25: Shut Herself

1.2K 99 8
                                    

Aku tidak melakukan apapun selain diam di atas kasurku. Wajah pucatku juga tidak berekspresi apapun. Bahkan air mataku bisa turun diam-diam mengingat bagaimana lelaki itu menyentuhku, seakan ia merendahkanku. Aku menghapus air mataku dengan lemas. Ya Tuhan, maafkanlah segala kesalahanku, kumohon jangan biarkan hal seperti ini terjadi padaku lagi, dan juga pada wanita manapun di dunia ini.

            Pintu kamarku terbuka, menampakkan Ibuku dengan wajah khawatirnya, namun masih berusaha untuk tersenyum. Bibirku tersenyum menatap Ibuku, ini adalah senyum pertamaku setelah kejadian itu. Tidak ada yang tahu kalau aku disentuh oleh lelaki tak dikenal itu, kecuali Sebastian. Tidak ada yang boleh tahu kalau Princess of England sudah tersentuh secara tidak bermoral oleh seorang laki-laki.
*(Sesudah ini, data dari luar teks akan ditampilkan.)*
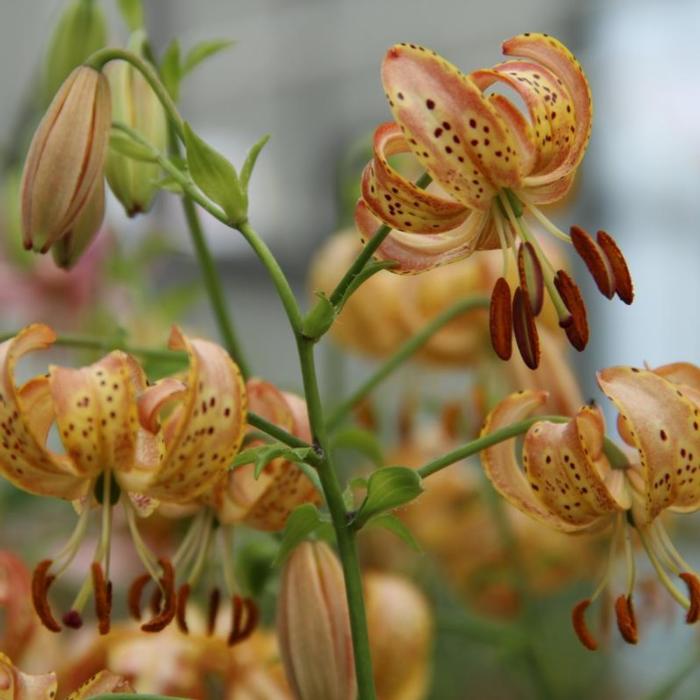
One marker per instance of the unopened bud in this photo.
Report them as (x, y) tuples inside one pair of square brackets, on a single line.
[(400, 636), (64, 166), (134, 182), (81, 30), (313, 625)]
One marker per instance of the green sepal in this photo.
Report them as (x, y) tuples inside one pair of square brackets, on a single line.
[(388, 488), (215, 176), (303, 522)]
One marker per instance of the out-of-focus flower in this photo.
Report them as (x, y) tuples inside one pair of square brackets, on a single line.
[(313, 625), (63, 173), (265, 502), (80, 31), (134, 182), (107, 420), (492, 164), (400, 635), (575, 480)]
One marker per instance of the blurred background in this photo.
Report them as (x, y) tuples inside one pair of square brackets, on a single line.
[(307, 72)]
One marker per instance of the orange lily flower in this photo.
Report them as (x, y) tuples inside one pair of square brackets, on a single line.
[(574, 480), (107, 421), (492, 164)]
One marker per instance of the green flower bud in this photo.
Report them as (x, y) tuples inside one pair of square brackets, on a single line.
[(134, 182), (81, 30)]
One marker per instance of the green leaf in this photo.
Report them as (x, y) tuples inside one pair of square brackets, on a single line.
[(200, 52), (363, 441), (215, 176), (121, 143), (388, 488), (394, 524), (251, 159), (301, 524), (262, 455), (170, 69), (132, 13)]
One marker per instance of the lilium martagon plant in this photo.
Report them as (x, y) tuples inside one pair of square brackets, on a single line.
[(116, 449), (575, 480), (494, 167)]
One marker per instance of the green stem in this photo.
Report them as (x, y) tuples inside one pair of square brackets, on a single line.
[(344, 535), (100, 58), (410, 347), (338, 294)]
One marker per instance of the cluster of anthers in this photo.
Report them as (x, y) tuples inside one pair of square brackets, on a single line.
[(164, 446), (574, 479), (493, 167)]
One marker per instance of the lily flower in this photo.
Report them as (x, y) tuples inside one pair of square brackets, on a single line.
[(107, 421), (492, 165), (575, 480)]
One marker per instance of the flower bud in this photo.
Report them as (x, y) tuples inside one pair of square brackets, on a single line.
[(135, 104), (400, 636), (81, 30), (65, 162), (313, 625)]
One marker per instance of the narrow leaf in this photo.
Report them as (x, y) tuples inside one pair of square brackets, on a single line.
[(200, 52), (251, 159), (215, 176), (391, 522), (388, 488)]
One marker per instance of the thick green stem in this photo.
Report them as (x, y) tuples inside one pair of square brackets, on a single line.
[(344, 535), (100, 58), (338, 294), (410, 347)]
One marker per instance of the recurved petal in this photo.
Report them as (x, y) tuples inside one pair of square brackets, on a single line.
[(552, 54), (204, 432), (501, 465), (398, 202), (15, 685), (664, 425), (415, 253), (25, 417), (452, 128)]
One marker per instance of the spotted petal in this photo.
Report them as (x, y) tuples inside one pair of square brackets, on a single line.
[(452, 128), (266, 502), (26, 415), (204, 432), (554, 56), (664, 426)]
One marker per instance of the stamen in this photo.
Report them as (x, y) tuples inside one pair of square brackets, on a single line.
[(578, 620), (531, 276), (134, 596), (693, 583), (103, 598), (181, 611), (623, 280), (214, 600), (525, 329), (41, 582), (595, 260), (626, 623), (576, 325), (501, 319)]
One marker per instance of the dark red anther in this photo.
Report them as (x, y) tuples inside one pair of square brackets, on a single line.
[(576, 325), (693, 584), (41, 582), (501, 319), (578, 618), (623, 280), (525, 329), (531, 276), (626, 622), (596, 261)]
Bahkan aku selalu mengenakan gaun dan baju tidur yang menutupi leherku, aku juga jarang keluar kamar. Yang mereka tahu, aku hanya disandera, tidak lebih dari itu. Sebenarnya aku ingin sekali menceritakan hal ini pada Ibuku, tapi waktu itu aku belum siap. Mungkin inilah saatnya.
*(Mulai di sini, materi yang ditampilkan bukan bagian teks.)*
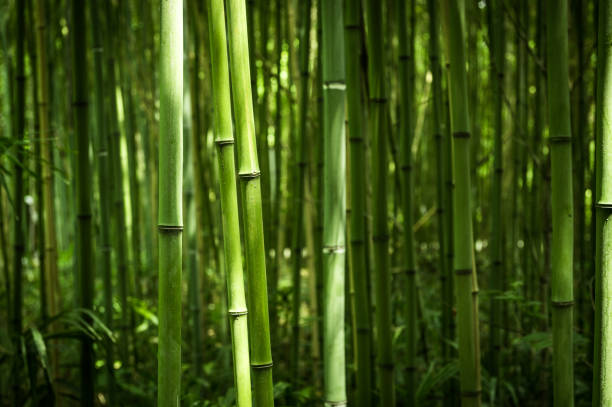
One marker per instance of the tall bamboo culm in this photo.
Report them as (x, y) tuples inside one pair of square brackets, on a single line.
[(497, 39), (19, 210), (170, 209), (46, 146), (406, 81), (101, 148), (378, 132), (602, 384), (250, 186), (562, 296), (224, 141), (298, 193), (83, 193), (463, 265), (357, 157), (334, 202)]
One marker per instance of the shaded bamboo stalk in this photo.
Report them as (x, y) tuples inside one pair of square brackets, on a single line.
[(362, 329), (170, 214), (251, 195), (562, 296)]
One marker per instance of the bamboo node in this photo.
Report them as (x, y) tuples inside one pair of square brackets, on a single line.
[(378, 100), (560, 139), (170, 228), (249, 175), (386, 366), (237, 313), (380, 238), (562, 304), (224, 142), (261, 365), (471, 393), (335, 249), (461, 134), (335, 85)]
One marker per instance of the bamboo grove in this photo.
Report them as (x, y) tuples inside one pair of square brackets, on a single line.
[(305, 203)]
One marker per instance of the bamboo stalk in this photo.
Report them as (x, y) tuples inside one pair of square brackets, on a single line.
[(562, 296), (83, 189), (250, 186), (224, 141), (101, 144), (170, 221), (464, 265), (361, 304)]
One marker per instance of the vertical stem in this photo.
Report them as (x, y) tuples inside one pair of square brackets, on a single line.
[(602, 387), (229, 202), (464, 265), (170, 213), (334, 202), (104, 190), (249, 174), (361, 304), (562, 296), (378, 131), (300, 173), (497, 61), (406, 75), (83, 189)]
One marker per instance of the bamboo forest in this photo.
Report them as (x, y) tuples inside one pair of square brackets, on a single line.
[(306, 203)]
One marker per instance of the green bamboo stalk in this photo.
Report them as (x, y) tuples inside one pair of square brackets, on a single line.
[(444, 207), (602, 388), (46, 145), (116, 169), (224, 141), (361, 304), (18, 210), (101, 144), (497, 61), (379, 134), (299, 178), (334, 201), (464, 266), (83, 188), (195, 194), (406, 100), (170, 221), (262, 130), (248, 172), (562, 297)]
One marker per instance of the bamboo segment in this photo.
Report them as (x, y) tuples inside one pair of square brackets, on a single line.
[(378, 131), (357, 173), (298, 193), (104, 192), (83, 188), (602, 385), (334, 202), (562, 296), (229, 202), (170, 209), (250, 186), (464, 268), (497, 38), (406, 81)]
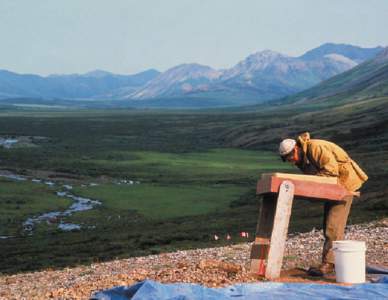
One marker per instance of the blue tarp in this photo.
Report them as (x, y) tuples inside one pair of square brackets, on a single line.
[(147, 290)]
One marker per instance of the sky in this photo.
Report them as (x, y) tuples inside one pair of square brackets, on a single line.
[(125, 36)]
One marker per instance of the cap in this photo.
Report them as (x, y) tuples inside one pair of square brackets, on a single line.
[(286, 146)]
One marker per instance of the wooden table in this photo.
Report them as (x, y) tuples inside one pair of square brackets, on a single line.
[(278, 190)]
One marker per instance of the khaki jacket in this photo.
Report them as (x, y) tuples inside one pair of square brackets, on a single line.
[(324, 158)]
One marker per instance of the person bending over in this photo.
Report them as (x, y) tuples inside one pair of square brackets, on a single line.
[(324, 158)]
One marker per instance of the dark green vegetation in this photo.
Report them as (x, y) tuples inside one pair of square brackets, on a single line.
[(197, 171)]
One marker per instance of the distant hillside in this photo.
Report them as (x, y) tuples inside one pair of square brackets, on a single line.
[(96, 84), (262, 76), (367, 80), (354, 53)]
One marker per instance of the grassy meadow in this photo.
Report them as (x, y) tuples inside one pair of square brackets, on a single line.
[(192, 174)]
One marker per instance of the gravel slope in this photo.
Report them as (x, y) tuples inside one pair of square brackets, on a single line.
[(212, 267)]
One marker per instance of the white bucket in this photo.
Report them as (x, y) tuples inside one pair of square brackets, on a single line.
[(349, 261)]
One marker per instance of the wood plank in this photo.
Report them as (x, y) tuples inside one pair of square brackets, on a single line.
[(280, 230), (260, 247), (309, 189), (313, 178)]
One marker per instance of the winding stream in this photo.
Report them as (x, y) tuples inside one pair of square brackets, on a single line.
[(79, 204)]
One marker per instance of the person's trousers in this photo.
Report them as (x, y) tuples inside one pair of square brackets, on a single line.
[(334, 222)]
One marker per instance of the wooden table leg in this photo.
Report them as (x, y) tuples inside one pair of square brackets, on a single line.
[(280, 230), (260, 247), (271, 232)]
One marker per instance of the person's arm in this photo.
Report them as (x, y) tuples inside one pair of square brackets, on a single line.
[(324, 160)]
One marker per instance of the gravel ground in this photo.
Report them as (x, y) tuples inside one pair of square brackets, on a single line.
[(213, 267)]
            "Bagaimana kabarmu?" tanya Ibuku seraya mengelus pelan tanganku. Aku sempat terkejut dengan sentuhannya. Entah mengapa, semenjak kejadian itu, siapapun yang menyentuhku membuatku was-was. Bahkan saat Robert ataupun Francis menggenggam tanganku, aku langsung melepasnya. Aku benar-benar tidak ingin disentuh.
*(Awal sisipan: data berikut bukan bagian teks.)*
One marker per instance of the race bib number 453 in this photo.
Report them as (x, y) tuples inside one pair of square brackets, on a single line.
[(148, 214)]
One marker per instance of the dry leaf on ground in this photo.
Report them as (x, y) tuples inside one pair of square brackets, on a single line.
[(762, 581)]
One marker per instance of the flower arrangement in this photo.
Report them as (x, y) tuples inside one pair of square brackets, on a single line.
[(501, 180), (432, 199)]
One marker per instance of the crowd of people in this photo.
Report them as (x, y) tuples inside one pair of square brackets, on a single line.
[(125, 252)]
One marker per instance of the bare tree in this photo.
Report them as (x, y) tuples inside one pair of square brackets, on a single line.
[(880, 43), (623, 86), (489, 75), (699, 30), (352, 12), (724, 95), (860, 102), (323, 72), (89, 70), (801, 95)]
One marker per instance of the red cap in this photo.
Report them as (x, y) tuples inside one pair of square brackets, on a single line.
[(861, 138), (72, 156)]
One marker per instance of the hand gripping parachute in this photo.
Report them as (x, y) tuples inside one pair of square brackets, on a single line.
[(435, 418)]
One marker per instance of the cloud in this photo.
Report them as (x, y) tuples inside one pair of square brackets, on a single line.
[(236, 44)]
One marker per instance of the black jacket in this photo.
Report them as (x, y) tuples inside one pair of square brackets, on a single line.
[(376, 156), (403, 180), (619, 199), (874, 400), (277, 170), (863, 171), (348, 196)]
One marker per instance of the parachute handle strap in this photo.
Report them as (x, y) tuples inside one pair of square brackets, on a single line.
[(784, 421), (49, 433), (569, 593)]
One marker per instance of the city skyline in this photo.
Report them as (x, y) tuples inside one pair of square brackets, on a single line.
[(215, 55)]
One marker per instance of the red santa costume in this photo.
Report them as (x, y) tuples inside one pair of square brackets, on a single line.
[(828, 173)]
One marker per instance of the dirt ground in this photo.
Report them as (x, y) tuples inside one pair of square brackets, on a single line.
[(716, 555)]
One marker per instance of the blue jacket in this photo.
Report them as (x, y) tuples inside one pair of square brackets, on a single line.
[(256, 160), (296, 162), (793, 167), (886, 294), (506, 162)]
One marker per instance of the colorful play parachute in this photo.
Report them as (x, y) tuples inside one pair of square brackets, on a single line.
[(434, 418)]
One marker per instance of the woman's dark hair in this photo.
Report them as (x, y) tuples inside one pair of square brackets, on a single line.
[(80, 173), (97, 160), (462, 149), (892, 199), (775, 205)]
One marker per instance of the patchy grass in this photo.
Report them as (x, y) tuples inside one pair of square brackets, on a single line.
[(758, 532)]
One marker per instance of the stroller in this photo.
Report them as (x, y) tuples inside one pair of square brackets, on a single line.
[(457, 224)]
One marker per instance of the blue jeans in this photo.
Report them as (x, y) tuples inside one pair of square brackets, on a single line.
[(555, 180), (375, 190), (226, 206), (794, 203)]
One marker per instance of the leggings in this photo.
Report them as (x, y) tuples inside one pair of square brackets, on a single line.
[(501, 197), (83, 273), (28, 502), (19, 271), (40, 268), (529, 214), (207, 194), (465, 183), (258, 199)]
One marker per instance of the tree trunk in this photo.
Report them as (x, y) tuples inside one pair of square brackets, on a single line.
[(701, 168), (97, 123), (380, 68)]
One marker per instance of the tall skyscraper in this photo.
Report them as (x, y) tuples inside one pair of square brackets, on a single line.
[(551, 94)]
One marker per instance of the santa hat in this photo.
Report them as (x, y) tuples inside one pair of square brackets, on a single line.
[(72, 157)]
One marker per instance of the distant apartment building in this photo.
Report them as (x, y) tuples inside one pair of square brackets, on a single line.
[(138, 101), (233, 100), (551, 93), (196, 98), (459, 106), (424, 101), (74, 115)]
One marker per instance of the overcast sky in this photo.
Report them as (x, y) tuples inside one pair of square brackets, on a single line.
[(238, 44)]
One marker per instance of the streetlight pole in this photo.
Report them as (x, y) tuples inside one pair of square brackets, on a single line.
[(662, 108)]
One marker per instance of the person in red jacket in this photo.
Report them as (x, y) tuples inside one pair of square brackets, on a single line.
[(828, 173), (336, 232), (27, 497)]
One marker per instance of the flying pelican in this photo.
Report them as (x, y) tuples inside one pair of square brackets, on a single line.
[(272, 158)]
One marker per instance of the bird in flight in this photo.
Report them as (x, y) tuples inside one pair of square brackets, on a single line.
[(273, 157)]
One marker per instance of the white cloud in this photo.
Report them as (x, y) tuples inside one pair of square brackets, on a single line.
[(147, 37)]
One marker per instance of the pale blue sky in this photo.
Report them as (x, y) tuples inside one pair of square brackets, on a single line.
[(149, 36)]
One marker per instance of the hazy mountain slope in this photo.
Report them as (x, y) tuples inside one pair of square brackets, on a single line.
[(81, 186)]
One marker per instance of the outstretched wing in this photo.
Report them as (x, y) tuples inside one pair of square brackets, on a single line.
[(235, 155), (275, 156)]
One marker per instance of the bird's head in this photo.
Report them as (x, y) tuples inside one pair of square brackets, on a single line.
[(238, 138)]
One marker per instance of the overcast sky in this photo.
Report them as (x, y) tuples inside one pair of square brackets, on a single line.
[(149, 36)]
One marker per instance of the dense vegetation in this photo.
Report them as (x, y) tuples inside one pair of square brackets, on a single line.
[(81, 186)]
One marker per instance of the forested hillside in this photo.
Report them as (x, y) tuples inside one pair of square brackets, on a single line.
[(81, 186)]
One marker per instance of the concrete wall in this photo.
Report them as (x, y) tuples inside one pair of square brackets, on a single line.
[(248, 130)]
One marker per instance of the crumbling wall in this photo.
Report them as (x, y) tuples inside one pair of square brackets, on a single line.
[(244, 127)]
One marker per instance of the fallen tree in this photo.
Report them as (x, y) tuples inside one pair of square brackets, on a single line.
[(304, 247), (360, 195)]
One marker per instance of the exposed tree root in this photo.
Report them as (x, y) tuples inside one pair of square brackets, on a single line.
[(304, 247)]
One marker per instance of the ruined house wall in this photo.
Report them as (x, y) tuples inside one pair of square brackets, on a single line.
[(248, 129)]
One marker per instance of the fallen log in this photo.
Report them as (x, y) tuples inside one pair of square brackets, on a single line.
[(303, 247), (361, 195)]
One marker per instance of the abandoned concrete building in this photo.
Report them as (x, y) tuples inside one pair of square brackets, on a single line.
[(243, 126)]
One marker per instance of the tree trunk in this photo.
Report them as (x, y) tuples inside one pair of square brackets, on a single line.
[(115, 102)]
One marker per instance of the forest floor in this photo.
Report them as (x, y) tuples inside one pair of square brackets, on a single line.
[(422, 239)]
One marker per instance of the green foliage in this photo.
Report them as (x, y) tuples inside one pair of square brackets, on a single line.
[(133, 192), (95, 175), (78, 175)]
            Tapi entah mengapa itu tidak berlaku bagi Sebastian.

            "Begitulah, aku belum merasa begitu baik." Ibuku tersenyum lembut. Akhirnya, selama aku hidup, dan semenjak Ayahku meninggal, aku benar-benar merasakan kasih sayang seorang Ibu. Walaupun ia hanya tersenyum, membawakanku makanan, dan hanya menanyakan kabarku, hal-hal sederhana seperti itulah yang aku butuhkan darinya.

            "Semenjak kasus ini, Robert memutuskan agar pertunanganmu diundur. Tetapi, kalau suasana sudah membaik, kau langsung dinikahkan dengan Francis, tanpa ada pertunangan."

            Aku menunduk dan mengangguk. Dulu, pertunangan dan pernikahanku dengan Francis adalah kabar terburuk yang pernah kudengar. Sekarang, kabar itu sudah tidak lagi membuatku geram. Aku sudah merasakan yang lebih buruk dari sekedar pernikahan paksa. Jadi, pernikahanku dengan Francis bukan lagi beban untuk dipikirkan.

            "Bu, sebenarnya ada yang ingin aku katakan padamu."

            "Ya? Ada apa?" ia bertanya lembut dan juga sambil tersenyum.

            Aku menelan ludahku. Semoga saja dengan menceritakan hal ini pada Ibuku akan membuatku jauh lebih lega. Semoga dia bisa memberikanku petuah-petuah untuk kembali semangat. Hanya dia lah yang aku harapkan di saat seperti ini.

            "S-Sebenarnya ... saat aku disekap, aku tidak hanya disekap dan didiamkan," ucapku, tak berani menatap wajahnya. "A-Aku—" sial, entah mengapa untuk membicarakan hal ini sulit sekali. Rasanya ucapan itu berhenti di dalam mulutku, dan tidak mau lolos dari bibirku. Tapi, aku harus mengucapkan ini. Aku menatap Ibuku dan aku mendapati wajahnya tampak was-was. "Aku nyaris diperkosa, Bu."

            Ia tampak tersentak. Tangannya terlepas dari tanganku. Ia langsung menutup bibirnya dengan tangannya. Aku dapat merasakan kesedihan bergejolak dalam dirinya. Matanya berkaca-kaca, namun ia berusaha untuk kuat. Sama seperti aku, dia tidak akan menangis di depan orang.

            "Untung saja para penjaga kerajaan menemukanku dengan cepat. D-Dia ... dia sudah berhasil menyentuhku, tetapi belum mencapai apa yang dia inginkan. Sampai sekarang aku masih bersyukur dengan kehadiran Sebastian dan para penjaga. Baru disentuh saja, sudah membawa trauma teramat padaku, apalagi kalau dia berhasil memperkosaku." Aku tertawa kecil, namun garing dan bergetar. Ibuku tetap diam dan syok. Ia menarik napasnya dalam-dalam, dan membuangnya perlahan.